Pour les Etats-Unis, un espion qui doit être jugé
Reste que Washington lui reproche toujours d’avoir mis en danger ses services de renseignement, ce que Julian Assange a toujours nié.
Parallèlement, l'enquête américaine pour espionnage à l'encontre de Wikileaks aboutira néanmoins, en 2013, à la condamnation à trente-cinq ans de prison de l'une des sources de WikiLeaks, l'ex-militaire américain Bradley Manning (devenu Chelsea Manning, NDLR).
Aujourd'hui, parmi les documents publiés par WikiLeaks et pour lesquels Assange pourrait être jugé, figurait, entre autres, une vidéo montrant des civils tués par les tirs d'un hélicoptère de combat américain en Irak en juillet 2007, dont deux journalistes de l'agence Reuters.
Julian Assange est également accusé d’avoir influencé l’élection présidentielle américaine de 2016 en diffusant des courriels de l’équipe d’Hillary Clinton.

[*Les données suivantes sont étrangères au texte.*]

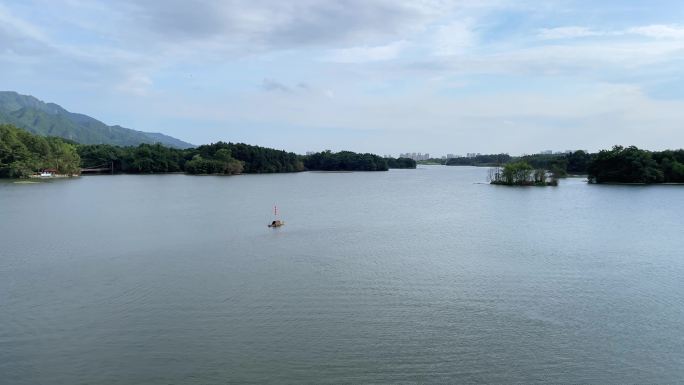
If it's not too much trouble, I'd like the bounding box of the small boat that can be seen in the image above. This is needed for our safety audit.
[268,205,285,228]
[268,220,285,227]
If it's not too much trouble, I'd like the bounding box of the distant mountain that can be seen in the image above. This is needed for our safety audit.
[0,91,195,148]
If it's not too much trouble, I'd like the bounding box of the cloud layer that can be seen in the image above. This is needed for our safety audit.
[0,0,684,153]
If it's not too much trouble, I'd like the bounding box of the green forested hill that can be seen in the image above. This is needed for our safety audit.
[0,124,81,178]
[0,91,194,148]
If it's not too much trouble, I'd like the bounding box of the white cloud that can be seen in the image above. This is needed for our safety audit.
[434,21,476,56]
[323,41,407,63]
[539,27,602,40]
[627,24,684,39]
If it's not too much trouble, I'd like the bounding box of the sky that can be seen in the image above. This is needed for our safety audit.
[0,0,684,156]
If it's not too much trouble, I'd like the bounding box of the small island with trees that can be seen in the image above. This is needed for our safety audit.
[488,161,558,186]
[0,124,416,178]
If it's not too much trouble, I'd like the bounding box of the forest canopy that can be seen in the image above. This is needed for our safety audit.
[0,124,81,178]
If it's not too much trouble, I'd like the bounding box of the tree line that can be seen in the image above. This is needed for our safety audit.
[587,146,684,183]
[0,124,684,184]
[0,124,81,178]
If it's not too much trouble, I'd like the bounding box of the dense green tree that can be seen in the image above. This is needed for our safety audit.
[385,158,416,168]
[304,150,389,171]
[0,124,81,178]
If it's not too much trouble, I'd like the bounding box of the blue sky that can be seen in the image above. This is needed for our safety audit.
[0,0,684,155]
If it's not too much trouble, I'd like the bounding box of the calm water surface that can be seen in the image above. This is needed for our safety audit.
[0,166,684,384]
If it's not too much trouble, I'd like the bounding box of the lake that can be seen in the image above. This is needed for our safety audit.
[0,166,684,385]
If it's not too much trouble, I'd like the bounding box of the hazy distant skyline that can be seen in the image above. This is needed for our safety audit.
[0,0,684,156]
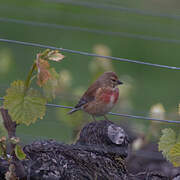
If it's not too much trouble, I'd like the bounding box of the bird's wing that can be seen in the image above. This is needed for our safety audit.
[75,81,100,108]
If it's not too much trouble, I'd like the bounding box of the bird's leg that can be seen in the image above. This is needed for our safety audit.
[92,115,96,121]
[104,115,109,121]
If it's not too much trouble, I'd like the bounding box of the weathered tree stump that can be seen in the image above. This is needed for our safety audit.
[0,120,179,180]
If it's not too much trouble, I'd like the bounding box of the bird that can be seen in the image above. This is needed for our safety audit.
[68,71,123,121]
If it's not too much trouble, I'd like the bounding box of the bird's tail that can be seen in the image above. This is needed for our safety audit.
[68,108,79,114]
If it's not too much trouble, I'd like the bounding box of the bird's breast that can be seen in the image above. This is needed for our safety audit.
[101,88,119,106]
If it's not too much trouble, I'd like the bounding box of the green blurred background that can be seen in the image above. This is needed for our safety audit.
[0,0,180,143]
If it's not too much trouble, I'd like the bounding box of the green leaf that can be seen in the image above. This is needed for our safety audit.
[15,145,26,160]
[169,142,180,167]
[4,80,46,125]
[158,128,176,160]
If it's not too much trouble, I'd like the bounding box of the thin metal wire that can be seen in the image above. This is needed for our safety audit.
[45,0,180,20]
[0,97,180,124]
[0,18,180,44]
[0,38,180,70]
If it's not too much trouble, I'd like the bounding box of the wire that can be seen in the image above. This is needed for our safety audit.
[0,97,180,124]
[0,38,180,70]
[0,18,180,44]
[45,0,180,20]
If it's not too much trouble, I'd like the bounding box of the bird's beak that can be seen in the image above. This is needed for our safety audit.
[117,80,123,85]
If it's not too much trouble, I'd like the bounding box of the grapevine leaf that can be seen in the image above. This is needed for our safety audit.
[15,144,26,160]
[47,50,64,61]
[4,80,46,125]
[158,128,176,160]
[169,142,180,167]
[36,58,51,87]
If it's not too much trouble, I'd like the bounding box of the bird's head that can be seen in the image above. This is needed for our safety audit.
[99,71,123,88]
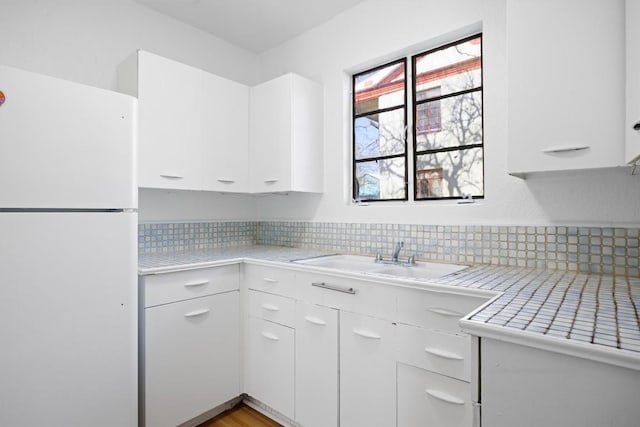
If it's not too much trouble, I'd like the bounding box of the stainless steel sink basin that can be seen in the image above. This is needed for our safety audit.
[294,255,467,279]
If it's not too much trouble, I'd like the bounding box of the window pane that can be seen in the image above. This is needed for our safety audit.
[356,157,406,200]
[354,60,405,115]
[354,108,405,160]
[416,92,482,151]
[414,37,482,95]
[416,148,484,199]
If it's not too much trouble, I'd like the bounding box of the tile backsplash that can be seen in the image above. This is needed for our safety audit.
[138,221,640,277]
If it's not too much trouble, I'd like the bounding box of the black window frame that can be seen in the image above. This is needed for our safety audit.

Documents dont l’authenticité n’a pas été contestée.
Pour autant, Julian Assange n’est pas Américain, mais toujours citoyen australien et n’a d'ailleurs jamais vécu ou travaillé aux États-Unis.
Pour certains défenseurs des droits de l'homme, il n’a pas commis le moindre crime ou délit sur le sol américain et ne relève donc pas de la juridiction américaine.
Outre les accusations, ce point précis fait du dossier de l'extradition de Julian Assange une affaire totalement hors normes, considérée par beaucoup comme l'une des plus importantes du siècle.